At lunch the following day, I hastily scanned the cafeteria for the girl with the airplane ring before sitting down with three other girls.
“Hi,” I said. “My name is Claire and I just transferred here.”
“Hey,” said a pretty girl with long hair and an eyebrow ring. She gave me the once-over before turning back to her friends and resuming their conversation. I knew I should have said something else—I could have asked what their names were or even for some advice about Hudson—but I was too uncomfortable and embarrassed, and I finished eating quickly and spent the rest of the period in the bathroom, pretending to fix my hair while working out a very important calculation.
Only 1,095 days until college.
{ 7 }
A Curious Incident on the Thirty-eighth Floor
“I’m sorry I’m late!” I rasped when I hustled into Kiki’s apartment on Saturday, twenty minutes behind schedule. I’d run all the way from the subway station—and not only because Kiki hated it when I was late. I’d barely made it through the week at Hudson, and never had I been so desperate for a visit with my favorite person on earth.
Someone had left the door open a crack, and through a forest of balloons I saw my grandmother and her four best friends clustered on t
he damask couches in the back of the room.
“The F train got messed up,” I explained, preemptively thwarting any guilt trips. “Some lady tried to throw herself on the subway tracks.”
“Life can be overrated,” Kiki’s friend Clem Zwart sighed. Clem is a melancholic man with a long white beard and a soft spot for silver biker jewelry. He used to be the errand boy at Andy Warhol’s silver-walled Factory, and now he works as an interior decorator for Fifth Avenue ladies. His specialty is silver bathrooms. Clustered around Clem was the rest of Kiki’s gang: Edie Wilcox, Kiki’s oldest friend; Edie’s unbelievably boring husband, John; and George Jupiter, who used to be the hotel’s resident piano player.
“The subways are such an inconvenience—I don’t see why anyone bothers with them!” Kiki hollered. She didn’t sound too mad at me. My heart swelled with relief. Kiki rose to her feet and raised her arms. “Well, what are we waiting for, mademoiselle? Come and let me see my favorite grandchild up close.”
I shrugged off my jean jacket and smiled at the ground, trying not to let it show how great it was to hear, for the umpteen-thousandth time, that I was her number one. It made her feel a little guilty to prefer me to Henry, and she often made sure to justify her favoritism by saying I was her only grandchild who will sit pretty while she drinks cocktails and gossips about dead people. “Boys are hard,” she’d say. “They become interesting around their sixty-fifth birthday.”
I started my approach, but it was cut short. “Fix yourself a drink, dear,” she instructed.
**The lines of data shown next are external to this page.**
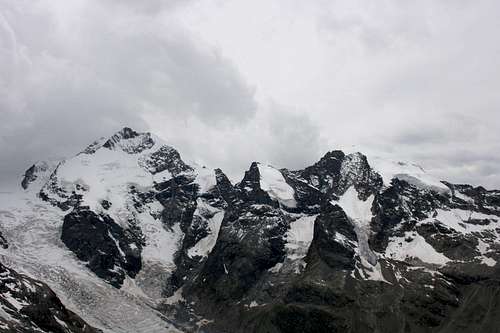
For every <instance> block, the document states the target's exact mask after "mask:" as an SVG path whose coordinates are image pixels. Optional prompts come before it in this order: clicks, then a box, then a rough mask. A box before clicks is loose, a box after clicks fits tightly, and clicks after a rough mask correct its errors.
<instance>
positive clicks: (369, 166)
mask: <svg viewBox="0 0 500 333" xmlns="http://www.w3.org/2000/svg"><path fill="white" fill-rule="evenodd" d="M295 174H298V175H300V177H301V178H302V179H303V180H305V181H307V182H308V183H309V184H311V185H312V186H314V187H316V188H317V189H319V190H320V191H321V192H323V193H325V194H327V196H328V197H330V198H334V197H335V196H339V195H342V194H344V192H345V191H346V190H347V189H348V188H349V187H351V186H354V187H355V188H356V190H357V191H358V193H359V196H360V198H362V199H366V198H367V197H368V196H369V195H370V194H372V193H376V192H377V191H378V190H379V189H380V188H381V187H382V177H380V175H379V174H377V173H376V172H375V171H373V170H372V169H371V167H370V165H369V164H368V160H367V159H366V156H364V155H363V154H360V153H355V154H350V155H345V154H344V153H343V152H342V151H339V150H334V151H331V152H329V153H327V154H326V155H325V156H324V157H322V158H321V160H320V161H319V162H317V163H316V164H314V165H312V166H310V167H307V168H305V169H304V170H302V171H298V172H296V173H295Z"/></svg>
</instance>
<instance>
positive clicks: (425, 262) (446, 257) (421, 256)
mask: <svg viewBox="0 0 500 333" xmlns="http://www.w3.org/2000/svg"><path fill="white" fill-rule="evenodd" d="M405 239H411V241H410V242H407V241H406V240H405ZM386 255H387V256H388V257H390V258H392V259H395V260H400V261H406V260H410V259H412V258H418V259H420V260H421V261H423V262H425V263H429V264H436V265H440V266H442V265H446V263H448V262H449V261H450V259H449V258H448V257H446V256H445V255H444V254H442V253H439V252H437V251H436V250H435V249H434V248H433V247H432V245H430V244H429V243H427V242H426V241H425V238H423V237H422V236H420V235H419V234H418V233H416V232H410V231H407V232H405V236H404V237H392V238H391V239H390V240H389V244H388V246H387V249H386Z"/></svg>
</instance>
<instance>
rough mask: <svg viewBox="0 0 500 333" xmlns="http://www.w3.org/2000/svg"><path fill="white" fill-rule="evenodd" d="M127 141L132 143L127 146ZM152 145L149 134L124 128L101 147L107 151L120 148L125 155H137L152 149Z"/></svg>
mask: <svg viewBox="0 0 500 333" xmlns="http://www.w3.org/2000/svg"><path fill="white" fill-rule="evenodd" d="M128 141H133V143H132V144H129V143H128ZM154 144H155V143H154V141H153V138H152V137H151V134H150V133H137V132H136V131H134V130H132V129H131V128H128V127H125V128H123V129H122V130H121V131H120V132H118V133H116V134H115V135H113V136H112V137H111V138H110V139H109V140H108V141H106V142H105V143H104V144H103V145H102V146H103V147H105V148H108V149H115V148H116V147H120V148H121V149H122V150H123V151H124V152H126V153H129V154H137V153H140V152H142V151H143V150H146V149H149V148H151V147H153V145H154Z"/></svg>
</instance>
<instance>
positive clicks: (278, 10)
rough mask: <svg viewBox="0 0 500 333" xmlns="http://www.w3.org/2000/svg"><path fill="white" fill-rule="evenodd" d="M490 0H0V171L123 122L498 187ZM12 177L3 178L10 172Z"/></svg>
mask: <svg viewBox="0 0 500 333" xmlns="http://www.w3.org/2000/svg"><path fill="white" fill-rule="evenodd" d="M499 10H500V4H498V2H496V1H478V2H469V1H456V2H451V1H444V2H439V3H437V2H434V1H419V2H414V3H406V2H400V1H382V2H380V3H377V5H375V4H372V3H371V2H367V1H334V2H332V1H321V0H317V1H311V2H307V3H304V2H302V1H277V2H272V3H269V2H266V1H260V0H256V1H252V2H246V1H215V2H202V1H195V0H190V1H178V0H175V1H159V0H154V1H148V2H138V1H115V0H105V1H96V0H89V1H82V0H80V1H71V2H69V1H49V0H36V1H27V0H6V1H4V2H2V3H1V4H0V157H1V158H0V170H1V172H0V184H7V183H9V182H12V181H14V180H16V177H18V176H19V175H20V174H22V172H23V171H24V169H26V168H27V167H28V166H29V164H30V163H33V162H34V161H36V160H40V159H46V158H58V157H61V156H69V155H72V154H74V153H76V152H78V151H79V150H80V149H81V148H83V147H84V146H85V145H87V144H88V143H89V142H90V141H92V140H94V139H95V138H97V137H100V136H108V135H110V134H111V133H113V132H115V131H116V130H118V129H119V128H120V127H123V126H131V127H134V128H137V129H138V130H151V131H153V132H155V133H157V134H158V135H160V136H161V137H163V138H164V139H166V140H167V141H168V142H170V143H171V144H172V145H174V146H176V147H177V148H178V149H179V150H180V151H181V152H182V153H183V154H185V155H187V156H188V157H189V158H192V159H196V160H200V161H202V162H203V163H205V164H207V165H210V166H214V167H222V168H223V169H224V170H227V172H229V173H230V174H234V175H239V173H240V172H241V171H242V170H244V169H245V168H247V167H248V164H249V162H250V161H252V160H261V161H266V162H270V163H272V164H274V165H276V166H278V167H289V168H300V167H303V166H304V165H306V164H309V163H312V162H313V161H315V160H316V159H318V158H319V157H320V156H321V154H323V153H324V152H326V151H327V150H331V149H336V148H343V149H346V150H360V151H362V152H367V153H369V154H371V155H382V156H388V157H389V158H397V159H405V160H412V161H415V162H417V163H420V164H421V165H423V166H424V167H425V168H426V169H428V170H430V172H432V173H434V174H436V175H437V176H439V177H442V178H443V179H448V180H451V181H455V182H471V183H475V184H482V185H484V186H486V187H488V188H494V187H500V171H499V170H500V158H499V157H498V156H500V154H499V153H500V113H499V111H500V110H499V108H500V95H499V94H498V87H499V86H500V61H499V60H498V59H500V57H499V55H500V44H499V43H496V42H495V38H496V37H495V32H496V31H498V30H499V28H500V22H499V21H498V20H497V19H496V17H495V16H496V13H498V12H499ZM16 181H17V180H16Z"/></svg>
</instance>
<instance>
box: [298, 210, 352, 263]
mask: <svg viewBox="0 0 500 333" xmlns="http://www.w3.org/2000/svg"><path fill="white" fill-rule="evenodd" d="M357 240H358V239H357V236H356V233H355V231H354V228H353V225H352V223H351V222H350V221H349V219H348V217H347V216H346V215H345V213H344V211H343V210H342V208H340V207H339V206H337V205H336V206H332V205H327V206H326V207H324V208H323V210H322V213H321V214H320V215H319V216H318V218H317V219H316V221H315V222H314V237H313V241H312V243H311V246H310V247H309V253H308V254H307V257H306V261H307V262H311V263H313V262H315V261H318V260H321V261H323V262H324V263H326V264H327V265H328V266H330V267H332V268H337V269H346V270H348V269H349V270H352V269H354V256H355V251H354V244H356V242H357ZM349 241H351V242H352V243H349Z"/></svg>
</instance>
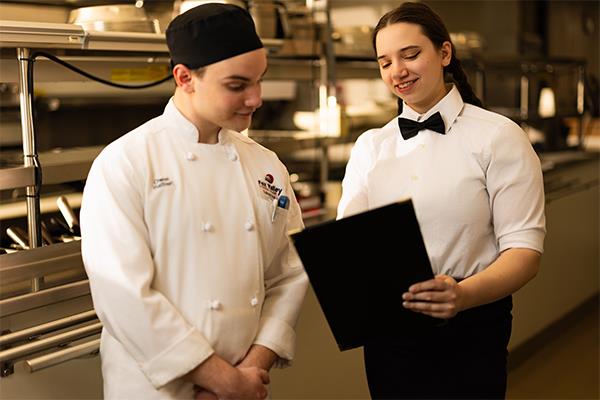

So I turned back around and headed for the sideboard. Next to a pile of newspapers whose typos Kiki had corrected in red ink, I saw an ice bucket, a crystal glass, and a bottle of Orangina—my favorite.
Drink in hand, I joined the gang. The sun was sitting low against the skyline, and the silhouette of Clem’s beard blended in nicely with the clouds. It had been a while since I’d seen Kiki, and she looked exactly the same, with her blond bob and a hint of a smile that suggested she was up to no good.